Now here came in what Brereton felt to be the all-important, the critical point of this, his first attempt to think things out. He was not at all sure that Cotherstone's astonishment on hearing Garthwaite's announcement was not feigned, was not a piece of pure acting. Why? He smiled cynically as he answered his own question. The answer was—Because when Cotherstone, Garthwaite, Bent, and Brereton set out from Cotherstone's house to look at the dead man's body, Cotherstone led the way straight to it.

How did Cotherstone know exactly where, in that half-mile of wooded hill-side, the murder had been committed of which he had only heard five minutes before? Yet, he led them all to within a few yards of the dead man, until he suddenly checked himself, thrust the lantern into Garthwaite's hands and said that of course he didn't know where the body was! Now might not that really mean, when fully analyzed, that even if Cotherstone did not kill Kitely himself during the full hour in which he was absent from his house he knew that Kitely had been killed, and where—and possibly by whom?

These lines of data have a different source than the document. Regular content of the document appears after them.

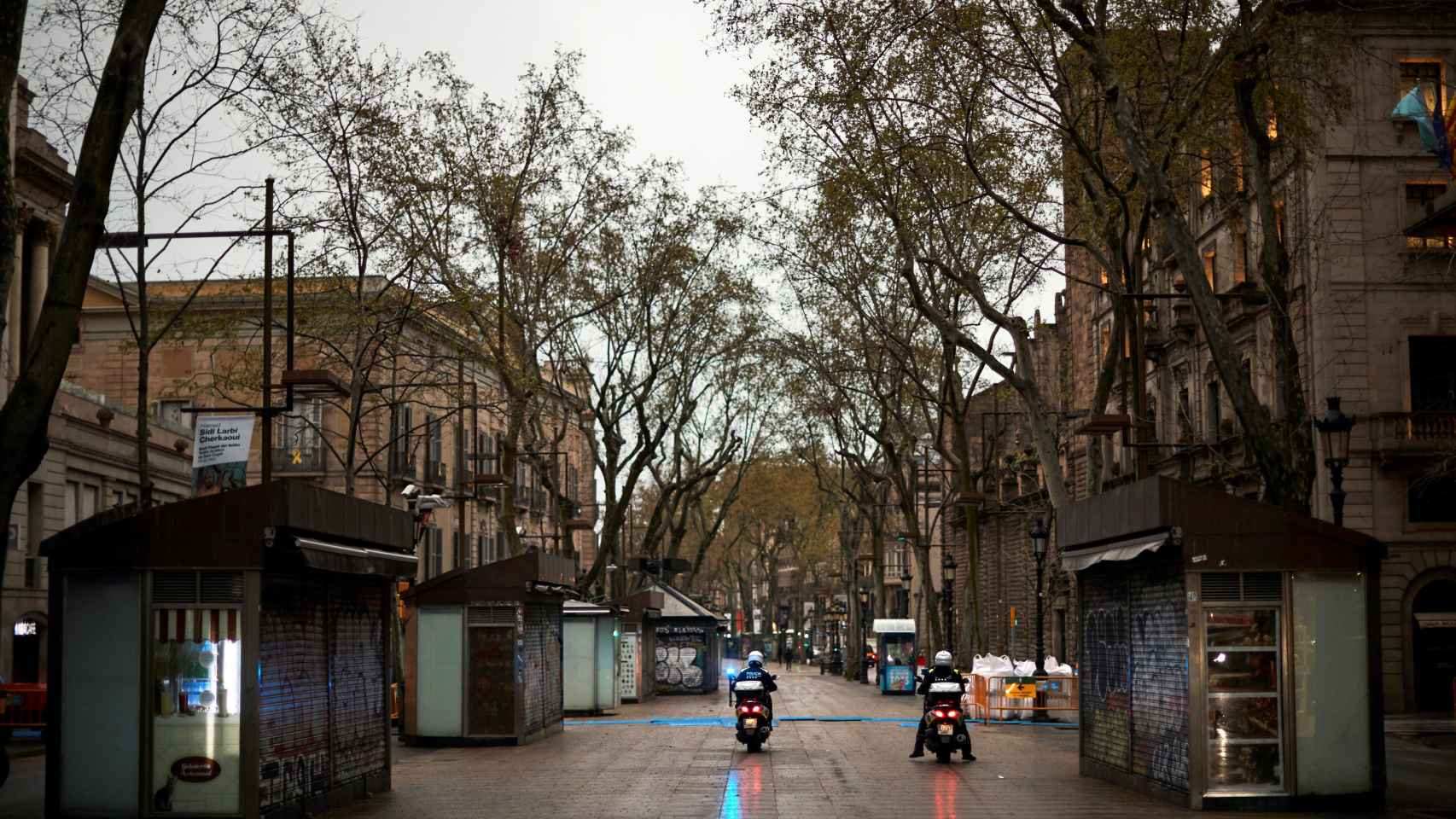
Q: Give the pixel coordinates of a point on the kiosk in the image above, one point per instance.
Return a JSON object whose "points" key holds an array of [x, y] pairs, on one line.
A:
{"points": [[484, 652], [1231, 649], [686, 645], [227, 655], [894, 646], [590, 635], [637, 677]]}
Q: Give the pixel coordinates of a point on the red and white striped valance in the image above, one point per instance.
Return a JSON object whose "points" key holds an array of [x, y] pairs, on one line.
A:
{"points": [[194, 624]]}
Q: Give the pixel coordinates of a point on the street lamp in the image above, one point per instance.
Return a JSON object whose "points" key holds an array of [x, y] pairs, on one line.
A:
{"points": [[906, 578], [1334, 433], [948, 595], [1039, 536], [864, 629]]}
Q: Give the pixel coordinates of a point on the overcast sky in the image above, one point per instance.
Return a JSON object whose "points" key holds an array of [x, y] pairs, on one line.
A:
{"points": [[647, 67]]}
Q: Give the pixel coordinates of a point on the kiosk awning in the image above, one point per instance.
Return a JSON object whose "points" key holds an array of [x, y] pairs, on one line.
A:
{"points": [[354, 559], [1117, 550]]}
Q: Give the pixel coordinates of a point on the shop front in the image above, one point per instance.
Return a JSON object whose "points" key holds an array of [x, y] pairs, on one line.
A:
{"points": [[637, 674], [686, 653], [1231, 651], [162, 614], [484, 652]]}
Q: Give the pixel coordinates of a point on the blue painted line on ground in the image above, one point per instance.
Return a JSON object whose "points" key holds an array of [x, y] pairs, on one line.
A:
{"points": [[730, 722]]}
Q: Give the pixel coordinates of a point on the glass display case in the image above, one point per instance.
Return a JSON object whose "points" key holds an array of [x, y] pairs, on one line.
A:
{"points": [[1243, 699], [195, 710]]}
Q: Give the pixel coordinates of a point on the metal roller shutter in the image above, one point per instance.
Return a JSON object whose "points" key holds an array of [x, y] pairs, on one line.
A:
{"points": [[293, 693], [1159, 619], [544, 694], [1105, 695], [357, 635]]}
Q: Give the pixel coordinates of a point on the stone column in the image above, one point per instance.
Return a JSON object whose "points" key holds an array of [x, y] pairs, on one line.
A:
{"points": [[12, 340], [39, 272]]}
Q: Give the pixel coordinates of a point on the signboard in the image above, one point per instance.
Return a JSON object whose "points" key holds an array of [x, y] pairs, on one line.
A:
{"points": [[629, 668], [1024, 687], [220, 453], [899, 678], [195, 769], [1436, 620]]}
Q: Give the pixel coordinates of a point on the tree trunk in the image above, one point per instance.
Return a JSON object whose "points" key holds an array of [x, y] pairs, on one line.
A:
{"points": [[1274, 271], [26, 410], [1266, 444]]}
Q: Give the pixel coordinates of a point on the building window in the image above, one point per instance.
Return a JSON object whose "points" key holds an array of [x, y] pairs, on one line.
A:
{"points": [[1433, 373], [1184, 412], [1241, 258], [1431, 499], [82, 501], [1213, 409], [169, 412], [1424, 74], [1420, 197]]}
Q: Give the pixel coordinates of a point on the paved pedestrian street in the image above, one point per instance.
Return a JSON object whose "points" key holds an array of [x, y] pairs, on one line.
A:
{"points": [[664, 759]]}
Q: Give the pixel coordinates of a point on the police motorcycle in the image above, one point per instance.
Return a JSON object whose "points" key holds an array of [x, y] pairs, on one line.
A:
{"points": [[944, 722], [754, 707]]}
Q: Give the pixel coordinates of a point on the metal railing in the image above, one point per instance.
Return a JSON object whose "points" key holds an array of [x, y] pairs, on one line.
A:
{"points": [[1412, 431], [989, 697]]}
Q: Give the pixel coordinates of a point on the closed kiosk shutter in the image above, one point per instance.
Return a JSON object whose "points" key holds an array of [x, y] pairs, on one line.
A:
{"points": [[544, 694], [1105, 695], [357, 629], [1159, 674], [293, 691]]}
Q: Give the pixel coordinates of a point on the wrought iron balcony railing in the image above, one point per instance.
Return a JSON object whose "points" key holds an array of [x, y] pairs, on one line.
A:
{"points": [[1412, 433]]}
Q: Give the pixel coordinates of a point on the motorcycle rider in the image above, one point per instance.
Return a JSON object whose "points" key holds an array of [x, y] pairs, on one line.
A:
{"points": [[756, 671], [940, 672]]}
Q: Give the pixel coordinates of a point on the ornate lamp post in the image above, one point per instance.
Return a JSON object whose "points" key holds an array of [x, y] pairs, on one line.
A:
{"points": [[1334, 433], [948, 596], [864, 629], [906, 578], [1039, 536]]}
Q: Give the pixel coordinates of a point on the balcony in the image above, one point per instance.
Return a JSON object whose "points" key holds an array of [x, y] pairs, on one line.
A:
{"points": [[300, 460], [1411, 435]]}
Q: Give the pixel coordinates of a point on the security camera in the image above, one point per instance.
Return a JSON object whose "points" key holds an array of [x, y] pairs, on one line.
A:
{"points": [[427, 502]]}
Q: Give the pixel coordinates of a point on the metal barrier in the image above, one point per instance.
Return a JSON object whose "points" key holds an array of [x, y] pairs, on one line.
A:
{"points": [[22, 705], [990, 697]]}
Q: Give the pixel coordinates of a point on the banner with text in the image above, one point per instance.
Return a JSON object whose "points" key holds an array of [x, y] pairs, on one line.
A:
{"points": [[220, 453]]}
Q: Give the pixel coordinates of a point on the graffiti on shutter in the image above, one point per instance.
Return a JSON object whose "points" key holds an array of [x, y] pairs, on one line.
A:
{"points": [[544, 694], [1159, 674], [293, 693], [357, 630], [1105, 699]]}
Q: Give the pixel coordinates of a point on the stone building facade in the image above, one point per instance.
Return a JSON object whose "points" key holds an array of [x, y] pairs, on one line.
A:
{"points": [[416, 427], [90, 463], [1369, 220]]}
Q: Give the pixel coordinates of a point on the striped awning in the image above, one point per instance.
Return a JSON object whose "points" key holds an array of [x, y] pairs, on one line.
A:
{"points": [[194, 624]]}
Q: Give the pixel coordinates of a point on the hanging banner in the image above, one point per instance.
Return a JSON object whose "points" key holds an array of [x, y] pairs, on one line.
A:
{"points": [[220, 453]]}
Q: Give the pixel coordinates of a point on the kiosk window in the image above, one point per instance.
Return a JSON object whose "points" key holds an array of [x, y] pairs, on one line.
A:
{"points": [[1243, 699]]}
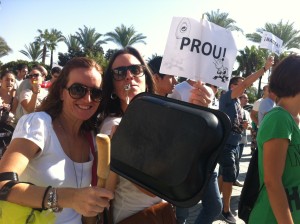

Anyway, here were certain facts—and they had to be reckoned with. Kitely was murdered about a quarter-past nine o'clock. Cotherstone was out of his house from ten minutes to nine o'clock until five minutes to ten. He was clearly excited when he returned: he was more excited when he went with the rest of them up the wood. Was it not probable that under the stress of that excitement he forgot his presence of mind, and mechanically went straight to the all-important spot?

So much for that. But there was something more. Mallalieu was Cotherstone's partner. Mallalieu went to Northrop's house to play cards at ten o'clock. It might be well to find out, quietly, what Mallalieu was doing with himself up to ten o'clock. But the main thing was—what was Cotherstone doing during that hour of absence? And—had Cotherstone any reason—of his own, or shared with his partner—for wishing to get rid of Kitely?

Brereton sat thinking all these things over until he had finished his cigar; he then left Bent's house and strolled up into the woods of the Shawl. He wanted to have a quiet look round the scene of the murder. He had not been up there since the previous evening; it now occurred to him that it would be well to see how the place looked by daylight. There was no difficulty about finding the exact spot, even in those close coverts of fir and pine; a thin line of inquisitive sightseers was threading its way up the Shawl in front of him, each of its units agog to see the place where a fellow-being had been done to death.

But no one could get at the precise scene of the murder. The police had roped a portion of the coppice off from the rest, and two or three constables in uniform were acting as guards over this enclosed space, while a couple of men in plain clothes, whom Brereton by that time knew to be detectives from Norcaster, were inside it, evidently searching the ground with great care. Round and about the fenced-in portion stood townsfolk, young and old, talking, speculating, keenly alive to the goings-on, hoping that the searchers would find something just then, so that they themselves could carry some sensational news back to the town and their own comfortable tea-tables. Most of them had been in or outside the Court House that morning and recognized Brereton and made way for him as he advanced to the ropes. One of the detectives recognized him, too, and invited him to step inside.

"Found anything?" asked Brereton, who was secretly wondering why the police should be so foolish as to waste time in a search which was almost certain to be non-productive.

"No, sir—we've been chiefly making out for certain where the actual murder took place before the dead man was dragged behind that rock," answered the detective. "As far as we can reckon from the disturbance of these pine needles, the murderer must have sprung on Kitely from behind that clump of gorse—there where it's grown to such a height—and then dragged him here, away from that bit of a path. No—we've found nothing. But I suppose you've heard of the find at Harborough's cottage?"